A la découverte de « Thinking, Fast and Slow » de Daniel Kahneman (14)
Au travers de ses travaux et ses écrits, Daniel Kahneman a montré la complexité de nos motivations, pourquoi nous allions faire tel ou tel choix, comment ce n’était pas la simple perspective d’un gain qui allait nous décider, et combien le risque de perdre ce que nous avions déjà pouvait nous tétaniser.
Il a ainsi dressé un tableau de nous les humains, bien éloignés de ces êtres mathématiques et logiques que manipulent les économistes. Il résume ceci au travers d’une expression simple et parlante :
« Mes collègues économistes travaillaient dans le bâtiment voisin, mais je n'avais pas pris la mesure des profondes différences entre nos mondes intellectuels.
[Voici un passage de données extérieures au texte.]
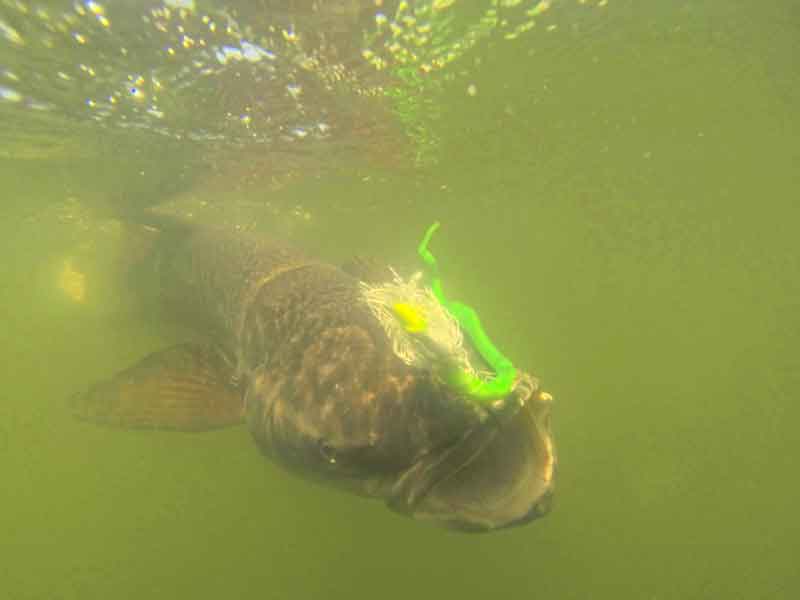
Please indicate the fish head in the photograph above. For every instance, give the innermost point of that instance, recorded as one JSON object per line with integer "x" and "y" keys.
{"x": 499, "y": 475}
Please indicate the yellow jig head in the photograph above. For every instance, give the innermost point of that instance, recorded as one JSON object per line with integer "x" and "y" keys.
{"x": 411, "y": 317}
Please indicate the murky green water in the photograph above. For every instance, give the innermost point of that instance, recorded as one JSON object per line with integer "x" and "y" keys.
{"x": 619, "y": 199}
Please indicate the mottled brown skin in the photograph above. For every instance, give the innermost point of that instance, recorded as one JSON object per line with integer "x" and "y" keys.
{"x": 324, "y": 395}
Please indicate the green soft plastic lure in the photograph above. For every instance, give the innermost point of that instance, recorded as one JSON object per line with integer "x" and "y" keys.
{"x": 505, "y": 373}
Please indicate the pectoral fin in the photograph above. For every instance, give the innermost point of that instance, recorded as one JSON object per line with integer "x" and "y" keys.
{"x": 186, "y": 388}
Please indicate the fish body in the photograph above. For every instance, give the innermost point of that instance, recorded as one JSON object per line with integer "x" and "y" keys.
{"x": 292, "y": 349}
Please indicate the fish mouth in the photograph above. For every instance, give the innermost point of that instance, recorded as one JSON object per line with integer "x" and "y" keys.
{"x": 499, "y": 475}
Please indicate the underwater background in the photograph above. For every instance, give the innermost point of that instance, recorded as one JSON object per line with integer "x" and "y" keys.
{"x": 618, "y": 186}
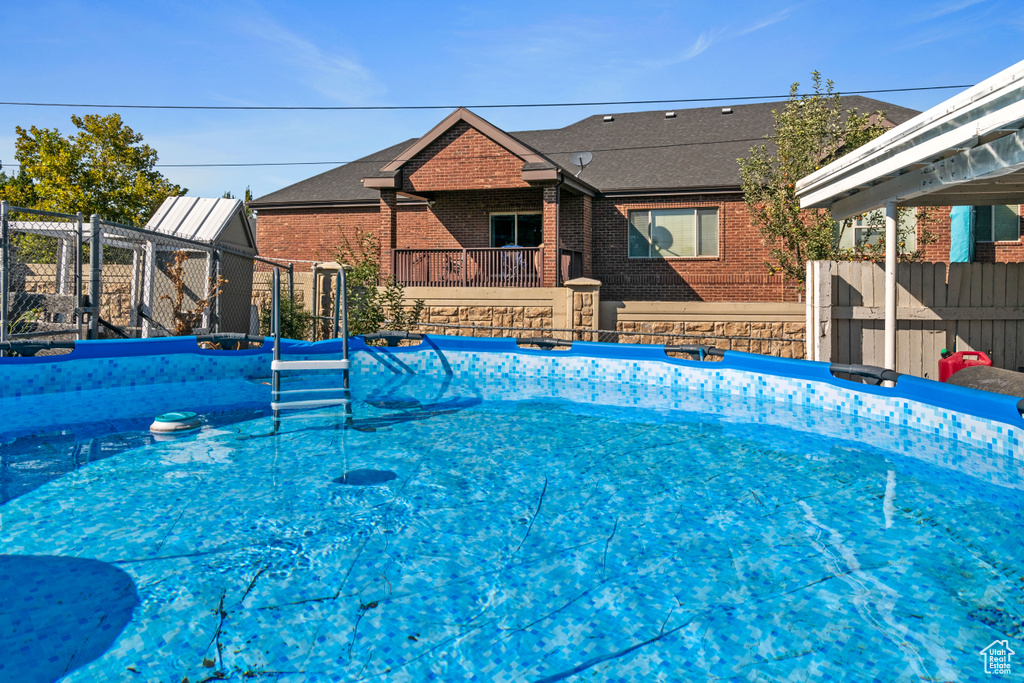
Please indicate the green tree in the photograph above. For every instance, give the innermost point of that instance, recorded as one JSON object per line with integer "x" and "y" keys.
{"x": 248, "y": 198}
{"x": 811, "y": 131}
{"x": 104, "y": 168}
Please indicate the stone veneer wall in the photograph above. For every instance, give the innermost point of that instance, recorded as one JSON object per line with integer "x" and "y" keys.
{"x": 534, "y": 317}
{"x": 721, "y": 335}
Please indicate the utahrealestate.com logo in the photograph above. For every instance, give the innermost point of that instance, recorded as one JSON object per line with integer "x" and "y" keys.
{"x": 996, "y": 656}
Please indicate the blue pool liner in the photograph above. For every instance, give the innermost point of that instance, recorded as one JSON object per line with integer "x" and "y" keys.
{"x": 98, "y": 365}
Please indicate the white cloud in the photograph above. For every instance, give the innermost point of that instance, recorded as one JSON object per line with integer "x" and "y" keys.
{"x": 711, "y": 36}
{"x": 340, "y": 78}
{"x": 949, "y": 8}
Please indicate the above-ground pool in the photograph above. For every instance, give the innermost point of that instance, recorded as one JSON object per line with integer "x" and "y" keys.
{"x": 488, "y": 512}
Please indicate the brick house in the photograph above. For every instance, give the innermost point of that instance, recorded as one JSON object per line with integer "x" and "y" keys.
{"x": 655, "y": 215}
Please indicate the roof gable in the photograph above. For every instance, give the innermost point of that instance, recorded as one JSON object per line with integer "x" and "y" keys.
{"x": 636, "y": 153}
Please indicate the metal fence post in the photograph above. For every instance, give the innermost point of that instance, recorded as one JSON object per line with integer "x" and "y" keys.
{"x": 337, "y": 301}
{"x": 78, "y": 271}
{"x": 215, "y": 314}
{"x": 95, "y": 270}
{"x": 4, "y": 271}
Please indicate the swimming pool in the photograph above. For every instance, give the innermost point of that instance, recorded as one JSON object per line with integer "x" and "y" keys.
{"x": 604, "y": 513}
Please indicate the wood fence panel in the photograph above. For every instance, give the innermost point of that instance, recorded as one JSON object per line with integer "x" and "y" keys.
{"x": 983, "y": 342}
{"x": 1014, "y": 328}
{"x": 844, "y": 330}
{"x": 963, "y": 306}
{"x": 879, "y": 327}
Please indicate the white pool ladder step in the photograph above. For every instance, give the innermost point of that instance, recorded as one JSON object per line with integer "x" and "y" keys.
{"x": 278, "y": 366}
{"x": 339, "y": 364}
{"x": 315, "y": 402}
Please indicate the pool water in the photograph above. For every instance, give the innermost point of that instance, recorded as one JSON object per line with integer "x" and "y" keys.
{"x": 519, "y": 540}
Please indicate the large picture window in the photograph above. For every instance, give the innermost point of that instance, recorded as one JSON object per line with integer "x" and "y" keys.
{"x": 673, "y": 232}
{"x": 996, "y": 223}
{"x": 516, "y": 229}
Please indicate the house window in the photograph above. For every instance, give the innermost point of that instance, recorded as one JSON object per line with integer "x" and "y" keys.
{"x": 996, "y": 223}
{"x": 869, "y": 228}
{"x": 673, "y": 232}
{"x": 516, "y": 229}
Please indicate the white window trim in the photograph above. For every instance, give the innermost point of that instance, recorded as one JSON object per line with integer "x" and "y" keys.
{"x": 699, "y": 257}
{"x": 491, "y": 223}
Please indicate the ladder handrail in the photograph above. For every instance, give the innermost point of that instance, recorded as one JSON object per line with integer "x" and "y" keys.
{"x": 276, "y": 367}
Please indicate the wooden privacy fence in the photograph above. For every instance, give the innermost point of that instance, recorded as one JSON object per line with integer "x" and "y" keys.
{"x": 961, "y": 307}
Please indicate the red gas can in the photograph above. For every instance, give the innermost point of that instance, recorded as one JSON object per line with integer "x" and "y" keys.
{"x": 960, "y": 360}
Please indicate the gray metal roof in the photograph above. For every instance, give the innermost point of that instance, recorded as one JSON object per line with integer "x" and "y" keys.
{"x": 337, "y": 185}
{"x": 198, "y": 218}
{"x": 694, "y": 150}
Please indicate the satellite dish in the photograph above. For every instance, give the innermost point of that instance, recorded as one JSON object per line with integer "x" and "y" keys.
{"x": 581, "y": 159}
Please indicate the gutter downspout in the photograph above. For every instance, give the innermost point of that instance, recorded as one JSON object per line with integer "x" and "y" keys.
{"x": 892, "y": 248}
{"x": 558, "y": 239}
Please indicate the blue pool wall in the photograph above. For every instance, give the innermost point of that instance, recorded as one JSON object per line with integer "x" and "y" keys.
{"x": 107, "y": 375}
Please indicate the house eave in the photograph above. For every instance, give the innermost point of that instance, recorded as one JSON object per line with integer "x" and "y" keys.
{"x": 671, "y": 191}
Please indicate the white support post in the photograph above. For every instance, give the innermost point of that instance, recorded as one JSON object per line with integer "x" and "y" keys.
{"x": 148, "y": 269}
{"x": 809, "y": 312}
{"x": 136, "y": 279}
{"x": 207, "y": 291}
{"x": 66, "y": 264}
{"x": 892, "y": 249}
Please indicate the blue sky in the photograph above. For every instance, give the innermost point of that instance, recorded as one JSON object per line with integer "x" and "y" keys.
{"x": 398, "y": 53}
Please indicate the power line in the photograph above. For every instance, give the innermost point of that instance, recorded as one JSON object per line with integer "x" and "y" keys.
{"x": 381, "y": 162}
{"x": 382, "y": 108}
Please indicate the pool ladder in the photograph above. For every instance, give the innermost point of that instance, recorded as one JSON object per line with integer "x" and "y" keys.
{"x": 278, "y": 366}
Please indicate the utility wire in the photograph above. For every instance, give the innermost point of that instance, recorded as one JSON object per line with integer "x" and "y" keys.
{"x": 382, "y": 108}
{"x": 380, "y": 162}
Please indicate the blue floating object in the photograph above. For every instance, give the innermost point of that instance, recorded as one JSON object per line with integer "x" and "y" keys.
{"x": 366, "y": 477}
{"x": 176, "y": 422}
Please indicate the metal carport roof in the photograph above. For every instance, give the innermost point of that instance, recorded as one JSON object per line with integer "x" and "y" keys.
{"x": 967, "y": 151}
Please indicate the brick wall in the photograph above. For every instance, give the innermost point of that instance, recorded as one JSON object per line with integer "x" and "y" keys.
{"x": 311, "y": 235}
{"x": 463, "y": 158}
{"x": 737, "y": 273}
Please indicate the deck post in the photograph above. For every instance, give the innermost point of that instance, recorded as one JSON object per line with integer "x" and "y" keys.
{"x": 4, "y": 270}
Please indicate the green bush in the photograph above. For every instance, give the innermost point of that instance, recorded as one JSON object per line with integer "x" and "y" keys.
{"x": 372, "y": 308}
{"x": 296, "y": 322}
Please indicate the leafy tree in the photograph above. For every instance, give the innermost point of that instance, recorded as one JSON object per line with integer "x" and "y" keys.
{"x": 296, "y": 322}
{"x": 104, "y": 168}
{"x": 811, "y": 131}
{"x": 248, "y": 198}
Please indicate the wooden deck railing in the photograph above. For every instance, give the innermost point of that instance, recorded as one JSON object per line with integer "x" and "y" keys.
{"x": 571, "y": 264}
{"x": 507, "y": 266}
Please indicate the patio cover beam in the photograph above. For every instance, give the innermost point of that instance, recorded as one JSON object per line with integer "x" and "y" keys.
{"x": 974, "y": 171}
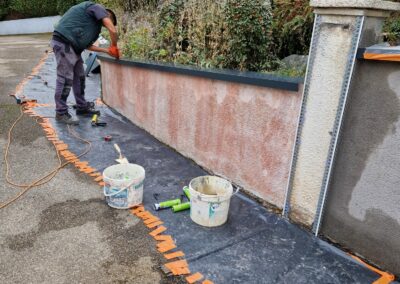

Pour un psychologue, il est évident que les gens ne sont ni complètement rationnels, ni complètement égoïstes, et que leurs goûts sont tout sauf stables. C'était comme si nos disciplines étudiaient deux espèces différentes, que l'économiste comportemental Richard Thaler a baptisées par la suite les Econs et les Humains. Contrairement aux Econs, les Humains que connaissent les psychologues ont un Système 1. Leur vision du monde est limitée par les informations dont ils disposent à un moment donné (COVERA), et par conséquent, ils ne peuvent pas faire preuve de la même constance et de la même logique que les Econs. »
Les Econs et les Humains, voilà bien un des problèmes majeurs non seulement en économie, mais en management : j’ai croisé des dirigeants qui, trop bien formés et déformés par leurs études, croyaient leurs entreprises peuplés d’Econs, c’est-à-dire d’individus logiques et rationnels. Ces mêmes dirigeants oublient combien eux-mêmes ne sont pas des Econs, et combien ils sont mûs par leurs ambitions, leurs peurs et leurs émotions…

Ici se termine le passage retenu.